El Lago Negro
El silencio era tan denso que hasta los remos de madera parecían temer al romper la superficie del lago.
El agua no brillaba como un espejo, no reflejaba el mundo que los rodeaba… era negrura pura, un abismo líquido que se tragaba todo lo que se hundiera en él. El bote se deslizaba lento, apenas sostenido por el impulso de los remeros oscuros que les habían cedido el paso hasta los límites del reino, pero más allá… ya nadie los acompañaría.
La barca avanzaba con ellos: Demyan al frente, erguido como un dios intocable; Aria a su lado, con los dedos crispados sobre la tela de su vestido; Simón firme y silencioso como una muralla; y Leona, la ladrona, que parecía tan cómoda en aquel caos como si el lago mismo la hubiera visto nacer.
A su alrededor, la oscuridad cobraba vida.
Sombras alargadas emergían del agua, como brazos esqueléticos que se quebraban y se deshacían en humo apenas tocaban la superficie.
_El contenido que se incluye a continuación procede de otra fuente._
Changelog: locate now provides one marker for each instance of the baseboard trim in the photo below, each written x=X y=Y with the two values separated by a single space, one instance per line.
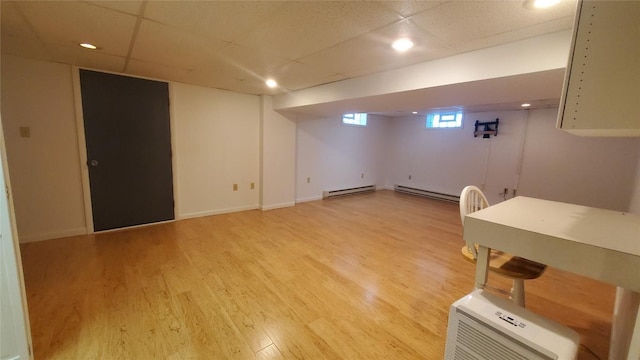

Susurros de lamentos acariciaban el oído de Aria, voces que lloraban nombres imposibles de recordar, gritos apagados de los condenados que alguna vez intentaron cruzar ese lago.
Aria tragó saliva. Sus ojos recorrían cada deformidad del lugar: esqueletos hundidos que parecían abrir sus bocas en un eterno grito; alas negras flotando como despojos; animales retorcidos ofrendados a un dios que ya no respondía.
El miedo le calaba los huesos, pero aun así no soltaba ni una lágrima.
Leona, que se sentaba frente a ella, notó su temblor.
—No los escuches —murmuró inclinándose hacia ella—. Aquí las voces solo buscan quebrarte. Tú no deberías escuchar tanta desgracia… eres demasiado hermosa para que la sombra intente mancharte.
Los labios de la ladrona esbozaron una sonrisa cálida, casi traviesa.
—Ese vestido parece pintado por los mismos ángeles… y tú pareces uno de ellos.
Aria sintió que el calor le subía hasta el rostro.
—No digas eso… —murmuró, bajando la vista, pero sus labios temblaron en un amago de sonrisa—. Tú también eres hermosa, Leona. Con esa piel brillante, esos ojos de gata… pareces una diosa que camina entre mortales.
Leona soltó una pequeña risa, complacida por la respuesta, y durante unos minutos se dedicó a hablarle de banalidades, historias de los callejones del reino oscuro, tonterías sin peso.
Y poco a poco, Aria dejó de escuchar los gritos. El terror cedió, reemplazado por esa conversación ligera, casi humana en medio del infierno.
Demyan, sin moverse ni girarse, percibió el cambio a través del vínculo. Sintió el alivio recorrer el pecho de Aria y, por primera vez desde que habían tocado el bote, ella respiraba tranquila. No interrumpió. No le gustaba la cercanía de esa ladrona, pero la calma de Aria pesaba más que sus celos.
Simón, mientras tanto, mantenía los ojos clavados en las aguas. Su mano reposaba sobre la empuñadura de su espada, como si supiera que en cualquier instante algo podría emerger de ese lago hambriento.
El viaje se alargó como si el tiempo se deformara. Horas parecían días. El aire era tan espeso que costaba respirar. Un humo negro, corrosivo, comenzó a levantarse a medida que se acercaban al otro extremo. Y pronto, lo vieron.
La orilla del lago estaba cubierta de cenizas y piedras rotas. Humo oscuro cubría todo, ondulando como serpientes, ocultando lo que había más allá. El bote tocó tierra con un golpe seco.
Demyan fue el primero en bajar. Su sola presencia hacía que el humo retrocediera, como si la oscuridad reconociera que él no pertenecía a nadie más que a sí mismo.
Simón descendió tras él, acostumbrado a ese aire venenoso. Leona saltó ligera, respirando como quien vuelve a casa.
Aria se quedó un instante en la barca. El humo la golpeaba, los gritos eran más fuertes, y cada paso hacia la orilla era un desafío a su cordura. Pero al mirar a Demyan, tan erguido y firme, recordó sus palabras: “Mientras estés a mi lado, nada malo te pasará”.
Así, avanzó con la cabeza en alto. Sus zapatos se hundieron en la arena oscura, y aunque el mundo a su alrededor gritaba muerte, Aria decidió no temblar. Era el infierno, sí… pero lo enfrentaría de pie.
El silencio que siguió fue absoluto, roto solo por el crujir de huesos bajo sus pies. Habían llegado. El verdadero camino al corazón del lago negro apenas comenzaba.